Operand nodes are preserved other than those mapped by 3. Examples:

?- pratt_parse_expr("1+2*3+4",Tree), ptree_pratt(Tree,Pratt).
Tree = expr([number("1"), addOp_4L("+"), expr([number("2"), mulOp_5L("*"), expr([number("3"), addOp_4L("+"), number("4")])])]),
Pratt = +[+[number("1"), *([number("2"), number("3")])], number("4")].

?- pratt_parse_expr("-1/2++",Tree), ptree_pratt(Tree,Pratt).
Tree = expr([unaryOp_7R("-"), number("1"), mulOp_5L("/"), expr([number("2"), postOp_7L("++")])]),
Pratt = /([-[number("1")], ++([number("2")])]).

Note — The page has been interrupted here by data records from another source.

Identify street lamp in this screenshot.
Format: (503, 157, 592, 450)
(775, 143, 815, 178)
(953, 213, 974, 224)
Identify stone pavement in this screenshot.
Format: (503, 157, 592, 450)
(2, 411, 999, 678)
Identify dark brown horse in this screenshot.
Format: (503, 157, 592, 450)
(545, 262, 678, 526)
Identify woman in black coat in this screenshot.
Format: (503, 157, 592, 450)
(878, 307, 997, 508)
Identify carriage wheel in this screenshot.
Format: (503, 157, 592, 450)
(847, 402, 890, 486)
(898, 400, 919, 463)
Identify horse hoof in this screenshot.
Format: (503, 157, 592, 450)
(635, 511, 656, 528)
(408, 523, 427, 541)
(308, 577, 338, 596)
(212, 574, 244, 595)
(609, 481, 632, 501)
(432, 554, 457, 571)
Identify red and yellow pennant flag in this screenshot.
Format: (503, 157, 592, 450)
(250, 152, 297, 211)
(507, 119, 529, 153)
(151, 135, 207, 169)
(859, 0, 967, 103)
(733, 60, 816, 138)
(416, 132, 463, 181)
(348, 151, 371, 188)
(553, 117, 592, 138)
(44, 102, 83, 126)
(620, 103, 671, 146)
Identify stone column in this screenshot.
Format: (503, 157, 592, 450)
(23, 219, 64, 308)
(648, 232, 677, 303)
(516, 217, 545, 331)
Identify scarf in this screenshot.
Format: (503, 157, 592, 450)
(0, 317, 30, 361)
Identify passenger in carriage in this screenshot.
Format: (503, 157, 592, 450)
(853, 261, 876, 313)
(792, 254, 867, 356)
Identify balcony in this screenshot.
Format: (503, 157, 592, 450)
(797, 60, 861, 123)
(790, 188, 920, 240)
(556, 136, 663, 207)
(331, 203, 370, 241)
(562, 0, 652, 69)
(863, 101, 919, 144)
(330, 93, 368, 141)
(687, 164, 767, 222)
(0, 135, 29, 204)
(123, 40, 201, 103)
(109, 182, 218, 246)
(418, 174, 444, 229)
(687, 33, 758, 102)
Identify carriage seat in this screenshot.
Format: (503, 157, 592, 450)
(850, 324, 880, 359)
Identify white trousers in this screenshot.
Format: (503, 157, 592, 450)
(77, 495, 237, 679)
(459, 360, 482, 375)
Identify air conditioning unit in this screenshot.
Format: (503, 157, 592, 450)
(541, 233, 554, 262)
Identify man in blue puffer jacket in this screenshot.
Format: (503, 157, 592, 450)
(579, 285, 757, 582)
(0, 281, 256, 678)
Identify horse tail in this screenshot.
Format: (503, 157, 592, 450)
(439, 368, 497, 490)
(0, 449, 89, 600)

Having produced a Pratt tree with explicit precedence, it's now fairly straight forward to map this to an arithmetic Prolog term which could be evaluated (with user defined arithmetic functions) for the example grammar:

:- arithmetic_function(user:(++ /1)).
++(N,R) :- arithmetic_expression_value(N,V), R is V+1.
  
:- arithmetic_function(user:(-- /1)).
--(N,R) :- arithmetic_expression_value(N,V), R is V-1.
  
% convert a pratt tree of an expression in pratt_expr_grammar/1 to an arithmetic term
pratt_to_term(number(S), N) :- !,            % terminal value
        number_string(N,S).
pratt_to_term('Pexpr'([Pratt]), Exp) :- !,   % parenthesized expression
        pratt_to_term(Pratt,Exp).
pratt_to_term(Func, Exp) :-                  % any operator node
        Func =.. [F,Args],
        pratt_termList(Args,Args1),
        Exp =.. [F|Args1].
  
pratt_termList([],[]).
pratt_termList([A|Args],[A1|Args1]) :-
        pratt_to_term(A,A1),
        pratt_termList(Args,Args1).

as demonstrated by the following examples:

?- pratt_parse_expr("1+2*3+4",Tree), ptree_pratt(Tree,Pratt), pratt_to_term(Pratt,Exp), arithmetic_expression_value(Exp,R).
Tree = expr([number("1"), addOp_4L("+"), expr([number("2"), mulOp_5L("*"), expr([number("3"), addOp_4L("+"), number("4")])])]),
Pratt = +[+[number("1"), *([number("2"), number("3")])], number("4")],
Exp = 1+2*3+4,
R = 11.

?- pratt_parse_expr("-1/2++",Tree), ptree_pratt(Tree,Pratt), pratt_to_term(Pratt,Exp), arithmetic_expression_value(Exp,R).
Tree = expr([unaryOp_7R("-"), number("1"), mulOp_5L("/"), expr([number("2"), postOp_7L("++")])]),
Pratt = /([-[number("1")], ++([number("2")])]),
Exp = - 1/ ++(2),
R = -0.3333333333333333.
  
?- pratt_parse_expr("-3^ -3--",Tree), ptree_pratt(Tree,Pratt), pratt_to_term(Pratt,Exp), arithmetic_expression_value(Exp,R).
Tree = expr([unaryOp_7R("-"), number("3"), expOp_6R("^"), expr([unaryOp_7R("-"), number("3"), postOp_7L("--")])]),
Pratt = ^([-[number("3")], -[--([number("3")])]]),
Exp =  (- 3)^ - --(3),
R = 0.1111111111111111.

(arithmetic_expression_value/2 is required to dynamically evaluate expressions with user defined artihmetic functions - see `library(arithmetic))`.)